Shift/Status PRN/Pool - 2 to 3 days per week

REACH, which stands for REadmission Advocates Collaborating in Healthcare, is an Orlando Health program that provides an extension of care management for patients after they are discharged from the hospital. REACH helps to connect a patient/family with community resources, referrals and other services that can help make managing healthcare easier and enhance quality of life. REACH services are available at all Orlando Health hospitals.

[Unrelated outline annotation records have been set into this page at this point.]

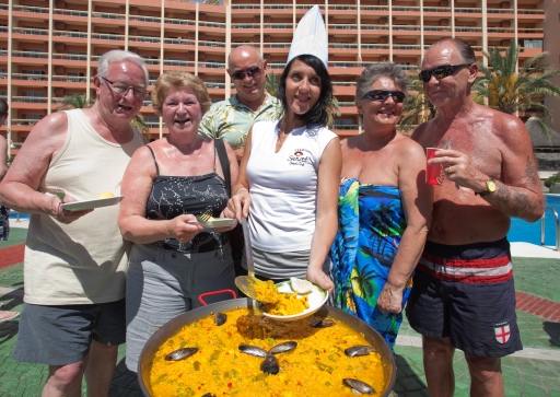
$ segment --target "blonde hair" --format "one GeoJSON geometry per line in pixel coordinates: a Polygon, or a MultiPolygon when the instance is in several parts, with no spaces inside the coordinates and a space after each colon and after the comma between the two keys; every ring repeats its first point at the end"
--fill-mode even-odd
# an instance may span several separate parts
{"type": "Polygon", "coordinates": [[[212,105],[210,95],[206,89],[205,82],[195,74],[179,71],[164,72],[158,78],[152,91],[152,107],[158,116],[162,115],[162,106],[165,96],[171,90],[190,89],[196,95],[202,109],[202,115],[208,112],[212,105]]]}

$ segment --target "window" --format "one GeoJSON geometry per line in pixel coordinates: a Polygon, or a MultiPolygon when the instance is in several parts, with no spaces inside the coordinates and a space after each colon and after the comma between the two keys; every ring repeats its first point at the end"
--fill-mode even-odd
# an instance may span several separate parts
{"type": "Polygon", "coordinates": [[[45,94],[43,91],[24,91],[22,92],[22,96],[43,97],[45,94]]]}
{"type": "Polygon", "coordinates": [[[22,116],[27,120],[40,120],[43,118],[43,115],[37,115],[34,113],[24,113],[22,116]]]}
{"type": "Polygon", "coordinates": [[[28,70],[28,69],[22,69],[23,74],[45,74],[42,70],[28,70]]]}
{"type": "Polygon", "coordinates": [[[525,48],[542,48],[542,40],[523,40],[525,48]]]}

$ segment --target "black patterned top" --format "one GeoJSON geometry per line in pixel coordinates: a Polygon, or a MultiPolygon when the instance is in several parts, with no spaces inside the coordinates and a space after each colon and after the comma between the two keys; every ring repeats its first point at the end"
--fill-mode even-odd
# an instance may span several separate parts
{"type": "MultiPolygon", "coordinates": [[[[148,147],[148,149],[152,152],[155,162],[156,176],[145,203],[147,219],[174,219],[184,213],[199,215],[207,210],[212,211],[213,217],[220,217],[228,206],[229,197],[225,182],[215,173],[215,150],[212,173],[197,176],[164,176],[160,175],[160,167],[152,148],[148,147]]],[[[205,230],[187,243],[165,238],[151,245],[179,253],[208,253],[220,249],[226,241],[229,241],[229,233],[205,230]]]]}

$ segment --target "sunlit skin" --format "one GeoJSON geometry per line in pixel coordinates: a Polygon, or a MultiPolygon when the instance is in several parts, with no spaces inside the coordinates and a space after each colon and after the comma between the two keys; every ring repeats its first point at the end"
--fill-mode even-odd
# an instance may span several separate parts
{"type": "MultiPolygon", "coordinates": [[[[114,83],[124,83],[130,86],[145,87],[145,77],[143,70],[133,62],[112,62],[107,69],[106,78],[114,83]]],[[[109,83],[96,75],[94,78],[95,94],[102,106],[98,106],[102,116],[118,117],[119,120],[130,121],[140,112],[143,98],[133,95],[129,90],[125,94],[113,91],[109,83]],[[109,116],[110,115],[110,116],[109,116]]]]}
{"type": "Polygon", "coordinates": [[[234,80],[237,100],[256,112],[265,103],[265,83],[267,75],[267,61],[262,60],[257,50],[250,46],[235,48],[228,58],[228,73],[232,75],[237,71],[247,71],[252,68],[260,68],[258,79],[245,75],[243,80],[234,80]]]}
{"type": "MultiPolygon", "coordinates": [[[[320,96],[322,81],[315,69],[300,59],[290,63],[285,79],[284,115],[278,121],[278,140],[275,152],[278,153],[283,142],[296,128],[305,121],[295,118],[304,115],[317,103],[320,96]]],[[[236,194],[230,199],[224,214],[236,218],[241,222],[246,218],[250,207],[249,184],[247,180],[247,163],[250,156],[252,131],[247,135],[245,153],[240,167],[240,177],[233,189],[236,194]]],[[[316,229],[311,245],[307,280],[317,283],[325,290],[332,291],[332,281],[323,272],[323,262],[335,238],[337,224],[338,179],[341,168],[340,142],[332,139],[325,148],[318,168],[316,229]],[[324,160],[328,159],[328,160],[324,160]]]]}
{"type": "Polygon", "coordinates": [[[162,118],[173,137],[196,135],[202,119],[196,93],[190,89],[172,90],[163,101],[162,118]]]}
{"type": "MultiPolygon", "coordinates": [[[[433,45],[425,54],[422,70],[443,65],[465,63],[454,42],[433,45]]],[[[506,236],[510,217],[538,220],[544,211],[542,191],[533,156],[529,135],[517,117],[476,104],[470,89],[476,63],[436,80],[423,90],[438,108],[438,116],[419,126],[412,139],[423,148],[440,149],[430,164],[445,170],[445,179],[435,186],[431,242],[445,245],[495,242],[506,236]],[[497,189],[485,197],[493,179],[497,189]]],[[[492,305],[492,302],[488,303],[492,305]]],[[[455,348],[448,337],[423,336],[424,370],[430,395],[453,396],[455,348]]],[[[471,377],[471,396],[504,395],[500,358],[465,353],[471,377]]]]}
{"type": "MultiPolygon", "coordinates": [[[[383,75],[369,90],[402,91],[392,78],[383,75]]],[[[383,313],[400,313],[402,292],[425,242],[433,190],[423,182],[423,149],[396,131],[404,104],[388,95],[383,102],[365,97],[355,105],[363,118],[363,133],[342,141],[341,176],[362,184],[398,187],[407,227],[377,307],[383,313]]]]}
{"type": "MultiPolygon", "coordinates": [[[[387,77],[375,80],[370,90],[401,91],[393,79],[387,77]]],[[[375,130],[380,135],[395,130],[402,115],[402,106],[404,103],[396,103],[390,95],[384,102],[364,98],[357,104],[358,113],[363,117],[364,130],[375,130]]]]}
{"type": "MultiPolygon", "coordinates": [[[[288,108],[284,119],[291,120],[294,114],[304,115],[319,100],[320,78],[315,69],[299,59],[295,59],[285,80],[285,98],[288,108]]],[[[303,126],[303,121],[296,122],[296,126],[303,126]]]]}
{"type": "MultiPolygon", "coordinates": [[[[464,62],[458,49],[450,46],[439,51],[427,52],[422,61],[422,70],[459,63],[464,62]]],[[[465,95],[470,95],[470,85],[475,82],[476,70],[476,66],[462,68],[442,80],[432,75],[428,83],[423,83],[424,93],[439,112],[446,112],[450,108],[452,114],[455,114],[457,106],[469,105],[469,103],[464,103],[463,98],[465,95]],[[454,79],[453,77],[468,77],[468,79],[454,79]]]]}
{"type": "MultiPolygon", "coordinates": [[[[128,60],[110,62],[106,78],[131,86],[145,86],[144,71],[128,60]]],[[[92,107],[82,109],[82,115],[102,139],[116,144],[130,142],[133,133],[128,122],[140,110],[142,98],[135,97],[131,90],[125,95],[114,92],[98,75],[94,78],[94,85],[97,101],[92,107]]],[[[91,212],[65,210],[58,196],[40,191],[50,163],[63,148],[67,136],[68,119],[63,112],[52,113],[33,127],[0,186],[3,203],[25,213],[48,214],[61,223],[74,222],[91,212]]],[[[88,153],[88,148],[84,153],[95,154],[88,153]]],[[[72,201],[75,198],[67,192],[63,202],[72,201]]],[[[89,396],[107,395],[117,353],[118,346],[92,341],[83,360],[68,365],[49,365],[43,396],[80,395],[84,373],[89,396]]]]}

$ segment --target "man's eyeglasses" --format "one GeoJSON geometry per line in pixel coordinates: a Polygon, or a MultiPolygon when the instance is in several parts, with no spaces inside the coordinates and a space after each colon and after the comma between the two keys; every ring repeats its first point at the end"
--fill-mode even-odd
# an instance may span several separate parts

The Social Worker I collaborates with the assigned clinical team to identify patients most likely to benefit from care coordination services to include assessing patients’ risk factors and the need for care coordination, clinical utilization management and preventative care services.

Essential Functions

  • Takes the lead in ensuring the continuity and consistency of care, across the continuum (inpatient, emergency and ambulatory care/ outpatient) to ensure integrated delivery across all settings to include the facilitation comprehensive discharge planning (in the hospital) and follow-up care (as an outpatient).
  • Develops an effective working relationship with the Care Management Team to engage the patient/family to collaborate, advocate and problem solve, to support and enhance their functional ability, while ensuring an appropriate and timely discharge plan.
  • Daily monitoring of progress towards discharge plans and/ or need to alter discharge plan due to change in patient condition / family needs with a priority placed on those patients at highest risk for complication/ admission/ readmission.
  • Educates patients/ families with chronic illness about evidence-based standards of care to include self-management strategies.
  • Identifies support needs for patients and their families, develops action plan(s), and provides creative guidance in initiating and overcoming any self-management strategies.
  • Educates patients and families about the health care system and facilitates relationship building between the various settings.
  • Ensures patients have access to prescriptions, durable medical equipment (DME), and other services as identified.
  • Contributes to problem solving within the team through communication, collaboration, data collection, obtaining consensus and evaluating outcomes of treatment options to include tracking patient progress towards care plan goals and revising the care plan as indicated.
  • Advocates for patients in order to optimize their health care needs including but not limited to safety, physical, legal and financial well-being.
  • Refers patients to education regarding the healthcare delivery and reimbursement systems, prescription drug programs, health & wellness programs, community agencies, public and private organizations, housing options, and other services, as appropriate.
  • Works with available IT resources (i.e. Allscripts Care Management, EMR, etc.) to facilitate registry reporting and maintenance of specified patient populations to improve disease outcome measures through evidence-based guidelines and the implementation of clinical decision support tools, referral and test tracking, and preventive medicine reminders.
  • Participates in clinical outcome measurement to include the identification of strategies that promote population health.
  • Ensures patient safety in the performance of job functions to include the implementation of policies, procedures and standards to support the assigned duties.
  • Maintains reasonably regular, punctual attendance consistent with Orlando Health policies, the ADA, FMLA and other federal, state and local standards.
  • Maintains compliance with all Orlando Health policies and procedures.
  • Possesses excellent analytical and team building skills, as well as the ability to prioritize and work independently.
  • Demonstrates the knowledge and skills necessary to provide care appropriate to the age of the patients served though knowledge of the principles of growth and development over the life span.
  • Demonstrates awareness of medical/ legal issues, patient rights and compliance with standards of regulatory and accrediting agencies.


Education/Training

  • Bachelor’s degree in Social Work, Psychology, Sociology, or other related field.


Licensure/Certification

  • BLS


Experience

  • One (1) year of direct clinical experience with an emphasis on the population to be served in the assigned area or a completed internship in healthcare.